Dec 7, 2006
She was very beautiful and very young and very confused. And ours was a love of frightening intensity.
I was older than she was when we met, in my twenties. She was in her last year of high school. She had no contact with her mother, and what family she had in this country had abandoned her when she reported her father for molesting her when she was twelve. Our romance sputtered into being over the course of a year. I should have taken my cue then, from all the false starts and aborted attempts at romance, that the relationship was imperiled from the beginning. But her charms were a heady intoxication that I was too weak to resist.
Four times in the following three years she would break off our engagement.

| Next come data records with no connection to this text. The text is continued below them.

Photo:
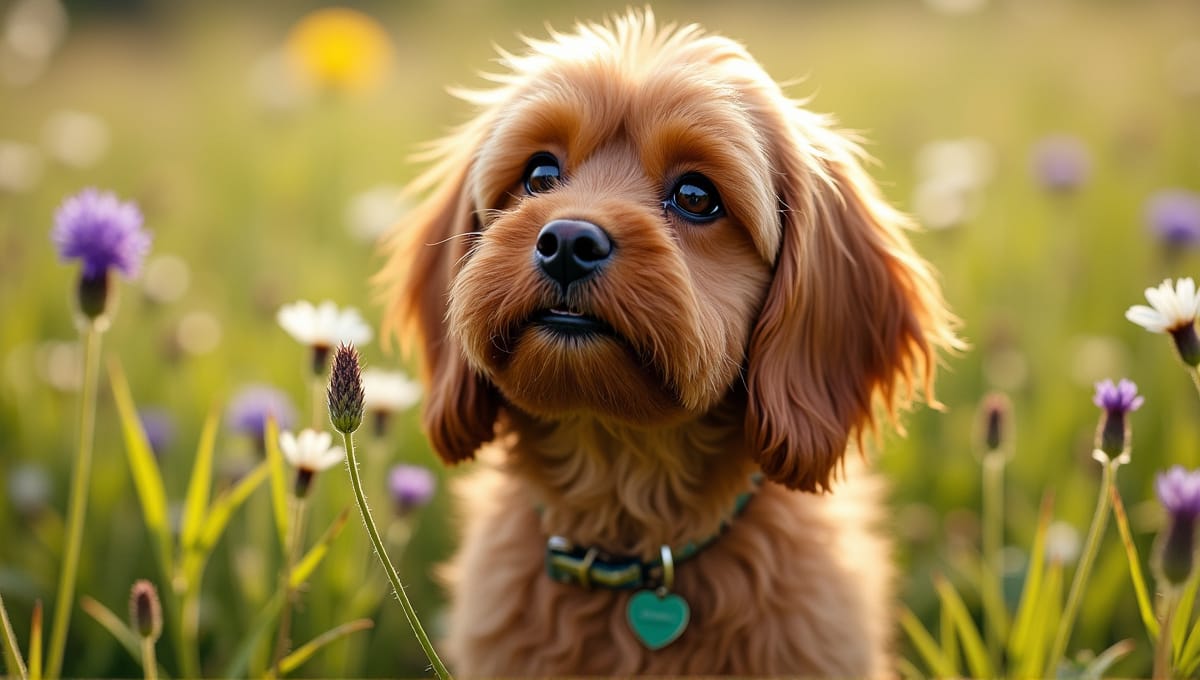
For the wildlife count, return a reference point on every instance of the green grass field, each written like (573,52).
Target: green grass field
(253,198)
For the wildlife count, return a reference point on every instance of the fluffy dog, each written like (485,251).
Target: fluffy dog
(661,300)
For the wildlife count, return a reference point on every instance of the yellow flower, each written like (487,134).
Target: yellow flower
(340,49)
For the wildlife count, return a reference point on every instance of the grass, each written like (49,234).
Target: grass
(255,203)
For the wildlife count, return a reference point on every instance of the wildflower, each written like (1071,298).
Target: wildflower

I was downright Byron-esque in my romanticism – this was love of the crashing waves and earth-shaking thunder variety. I didn’t understand that the virulent ebbs and flows of our own little Wagnerian opera were atypical and the signs of a deeply troubled relationship.
My first CD player had limited functionality, but one feature it did have was a repeat button, and I made good use of it. I would listen to “I Want You” by Stiff Little Fingers all night long in the ebbs of our romance, wallowing, waiting for the flow, for her to come back, to beg my forgiveness and swear undying love for me. Again. And again.
You can only be on the end of an emotional yo-yo for so long before reality breaks through and becomes obvious even to the most stubborn of fools. In the end I moved away from her and out of state to strengthen my resolve. Now, for the last ten years I have been very happily married to someone else. My wife and I have disagreed, before our marriage and during, but not once did it threaten the evening, much less the relationship. I’ve boasted that our marriage is built on communication, on not letting little things get big, and about not keeping secrets. On our way to our son’s soccer game last week, listening to her new iPod over the car stereo, I heard that familiar guitar and the plaintive wails of a tortured man. “Isn’t this a great song? It’s so sad,” my wife said. “I found it going through a box of CDs you had out in the garage.”
I realized then that I had at least one secret. Not the girl, my wife knows about her. She just doesn’t know about the song.